A day before election day, April 27, roughly 30 per cent of Canadians reported that “dealing with [Trump] and the impact of his decisions” was among their top two election issues, according to a survey by Abacus Data.
In an interview with Politico released on E-day, Ontario Premier Doug Ford said that he had advised Poilievre to focus his federal election campaign on Trump and the trade war. As for why the campaign had been unable or unwilling to pivot away from its focus on former prime minister Justin Trudeau and the already-axed consumer carbon tax, Ford said, “I can’t figure it out.”
Since becoming leader, Poilievre has spent over two years building a Conservative narrative based around opposition to Trudeau and the Liberal consumer and industrial carbon price. For much of that time, until early 2025, the Conservatives enjoyed a more than 20-point lead over the governing Liberals in national polls.
However, that gap rapidly narrowed in the weeks leading up to the election as Trump’s trade war threats, Trudeau’s departure in early January, and Carney’s arrival as the new Liberal leader in March all contributed to a massive and expeditious shift in both the polls and the ground underneath Poilievre’s feet.

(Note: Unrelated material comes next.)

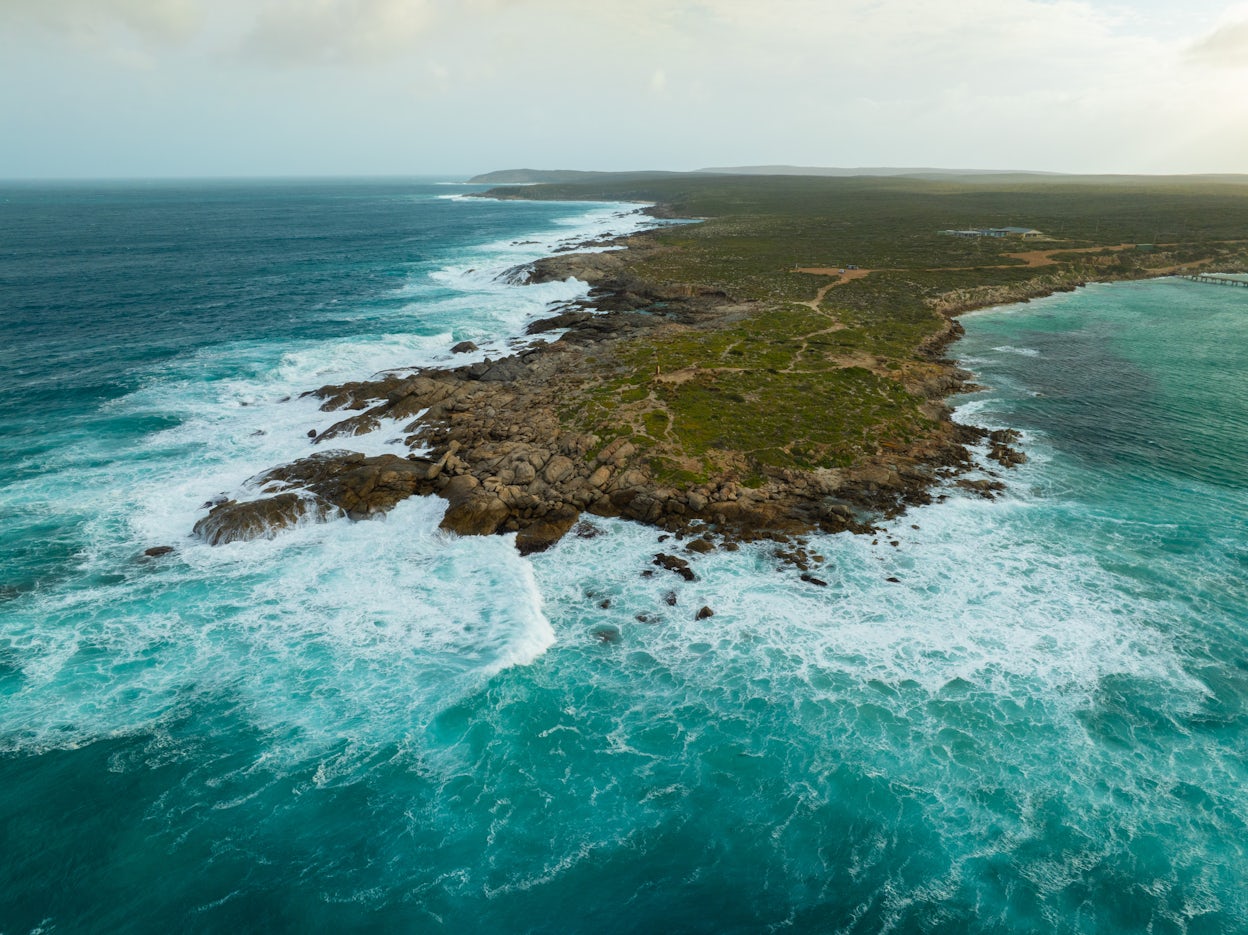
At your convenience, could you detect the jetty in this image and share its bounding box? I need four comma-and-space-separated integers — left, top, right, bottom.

The results of an Abacus Data poll released a week before election day showed the Liberals leading by three points among all committed eligible voters and those who have voted, and by five among those most certain to vote and those who had voted in an advance poll.

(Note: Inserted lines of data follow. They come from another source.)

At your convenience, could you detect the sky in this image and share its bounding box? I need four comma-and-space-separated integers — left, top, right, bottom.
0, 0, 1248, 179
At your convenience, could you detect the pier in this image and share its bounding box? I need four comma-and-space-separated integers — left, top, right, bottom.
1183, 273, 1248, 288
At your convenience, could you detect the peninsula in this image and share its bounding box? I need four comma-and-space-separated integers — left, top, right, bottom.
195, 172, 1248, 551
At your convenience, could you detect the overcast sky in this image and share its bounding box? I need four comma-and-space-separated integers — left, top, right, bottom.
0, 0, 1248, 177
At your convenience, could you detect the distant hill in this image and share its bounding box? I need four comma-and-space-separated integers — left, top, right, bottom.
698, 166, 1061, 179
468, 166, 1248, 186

Jaime Watt, executive chairman of Navigator Ltd. and a Conservative strategist, previously told The Hill Times that the Tories had run a “brilliantly-executed campaign” on the whole, but failed to adjust the campaign quickly enough in response to the shifting political landscape.
But by the time Poilievre made his concession speech and congratulated Carney, his Carelton, Ont., riding was still too close to call.
Ahead of election night, Poilievre also finished off his national campaign tour in his own riding just outside of the city, holding his final Canada First rally at Stanley’s Maple Lane Farm in Edward, Ont., where he stepped off his campaign bus for the last time on April 27, to a cheering crowd of more than 3,000 supporters from across the capital region.
Born and raised in Calgary, Alta., Poilievre has spent a career in politics representing the Ottawa-area riding of Carleton. First elected to the House of Commons in 2004 at the age of 25, Poilievre’s early political education came under then-prime minister Stephen Harper, under whom he held several cabinet portfolios, including democratic reform and employment and social development. In 2021, he won the seat with roughly 52 per cent as the Conservatives failed to topple the Liberal minority government. That result would lead to then Conservative Leader Erin O’Toole’s ouster and Poilievre’s eventual coronation in a landslide victory and with a majority of caucus endorsements.
Nearly 38 months later, after dozens of cross-country rallies and a makeover ditching his glasses and tie for fitted T-shirts, Poilievre closed out what at times felt like a three-year national election campaign standing in the truck bed of a classic baby-blue pickup truck as his official campaign theme, Brett Kissel’s Our Home played for the penultimate time.
On April 27, illuminated by attendees cellphones and the strings of fairy lights hung from the property’s large oak trees, Poilievre gave one last stump speech to motivate his supporters to go out and vote, but his voice—hoarse from daily rallies and press conferences—was already tinged with expectation of the coming results and determination to keep fighting.

“No matter what happens tomorrow, I will be there to fight for you; for your quality of life, for your future, for your hopes and dreams,” Poilievre told his supporters and constituents from across the capital region, as he embraced an emotional Anaida to a thunderous round of applause.